Every so often, art collector and dealer Deborah Ronnen and her assistant Jen Burger pull together a
showcase of work to exhibit at Deborah Ronnen Fine Art.
Ronnen is dedicated to introducing Rochester
audiences — and collectors — to work by artists they might not otherwise encounter. The current show
on view, “Body and Soul,” is a smart grouping of prints and photographs that
explore the physical, emotional, and spiritual terrains that humans occupy.

“Each of the pieces are expressions of where body and soul
meet,” Ronnen says.

Ronnen and Burger began building
the show from a work by Hank Willis Thomas, titled “Your Skin Has the Power to
Protect You.” The photo depicts a sort of tessellation of human legs, each bent
at the knee and forming a mountaintop shape within the greater wall of flesh. The wave of variation in skin tone
within the pattern is pleasing to the eye, almost mesmerizing. But as with much
of Thomas’s work, meaning reaches beyond skin-deep, and alludes to discussions
of race. The title not only acknowledges the fact that our fragile hides are crucial
in keeping germs out, it also refers the role that the degree of pigmentation plays
in protecting the owner.

“My Ghost,” by Adam Fuss, is a large-scale photogram of a christening
gown, bereft of a body. The gown itself is like a specter, floating ephemerally in
a dark field. Through the haunting suggestion of the form, the work silently
speaks of the line between the known and the unknowable.

“His entire oeuvre is devoted to questions of life and death,”
Ronnen says.

Lovely and unsettling, “My Ghost” spotlights the care that
went into the creation of the lacey garment, and into the fragile little life
that is not present.

Christopher Bucklow’s poignant work “Guest
[P.S.] 3:03 p.m., 18th November, 1995″ is of a glittering human silhouette against
a glowing blue sky. This simple yet engaging image whispers quite a profound
concept. Bucklow’s prints of
his “Guest” series were created through a photographic method of his own
design. He captures his models using a large crate-sized pinhole camera with
more than 25,000 holes, resulting in a constellation of light forming a human
apparition. So what we see are 25,000 tiny suns — or days — contained within
each figure. This is the equivalent of the approximately seventy solar years
each human being is a guest on this planet.

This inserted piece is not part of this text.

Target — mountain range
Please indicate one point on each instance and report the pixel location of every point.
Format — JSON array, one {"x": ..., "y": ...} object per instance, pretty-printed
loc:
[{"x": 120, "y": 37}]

Far more concrete is the form presented in Michal RonnenSafdie’s subtle “BTR 6 (Trees),”
from a series of photographs of trees that have been cropped and reoriented. Here,
the gentle curves of the trunk are flipped upside down so that the branches
stretch downward, as though they are slender legs covered in scarred skin. A
sinewy branch to the right suggests an arm caught in an elegant gesture.

Four of Angelika Krinzinger’s “Untitled”
images from her “Body Details” series present visceral, intense glimpses of
human flesh on flesh. The tiny photos — 3.5 inches by 4.5 inches each — are ambiguous
and seductive, pairing hands and lips with other bits.

“They’re meant to be provocative, and I think she’s talking
about androgyny, too,” Ronnen says. The viewer can
guess at gender based on hints at hair or shapely details, but the truth is
teasingly unclear.

Krinzinger’s spotlight on the vivid,
alive hues of flesh and her use of such a small scale are magnetic, pulling the
viewer into intimate proximity with the anonymous subjects.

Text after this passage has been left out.